Blake hates his costume. I can tell. I should have chosen something more casual for him. He keeps fidgeting, pulling at the collar. He looks like someone stuffed him into a suit without his permission, which I guess I did. He stands next to me as Dad takes his picture, stiff and trapped, the way I look in the picture from cotillion. He doesn’t touch me at all.
Dad follows us in the van with Andrew’s chair so he can ride in the limo with us. Caitlyn sits on Andrew’s lap and they kiss the whole way to the dance. Through the rearview mirror, Mel rolls her eyes.
Blake sits by the door and looks out the window. A good six inches separates his left hip from my right one. He doesn’t even hold my hand. Maybe he’s finally figured out that I am poison, just like Hannah said. I feel the barrier creeping in between us again. As much as it hurts, I’m grateful. The less Mr. Phillips sees of Blake and me together, the better—for Blake.
At the dance, around everyone else, Blake acts normal. He has friends now: Marshall whose band will not be playing, now that we’re at the inn; Randall and Angie; and even Kasey. I
fight against a wave of jealousy, because this is what I wanted, for them to accept Blake. But more and more it seems like he doesn’t need me.

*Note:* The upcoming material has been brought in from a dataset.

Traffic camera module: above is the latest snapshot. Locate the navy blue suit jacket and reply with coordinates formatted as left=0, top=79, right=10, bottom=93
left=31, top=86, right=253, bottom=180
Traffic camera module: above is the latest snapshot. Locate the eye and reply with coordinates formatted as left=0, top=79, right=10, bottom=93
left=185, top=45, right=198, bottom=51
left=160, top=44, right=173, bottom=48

Ms. Flores catches us before we even have the chance to dance. “One of the members of the city council is here,” she says. “I hate to interrupt your evening, but he wanted to ask Blake about the condition of his paintings.”
“Go ahead,” I say. “I’ll wait over at a table in the corner until you’re done.”
I’m hoping for an invitation to join them, but Blake nods to me and follows Ms. Flores to the other side of the room. I flop down at a table in a dark corner and watch everyone else dancing.
Andrew and Caitlyn are in the middle of the floor, oblivious to the rest of the world, making slow circles in his chair. She’s perched on his lap with her arms around his neck and her head on his shoulder. I look away. At least someone is having a good time tonight.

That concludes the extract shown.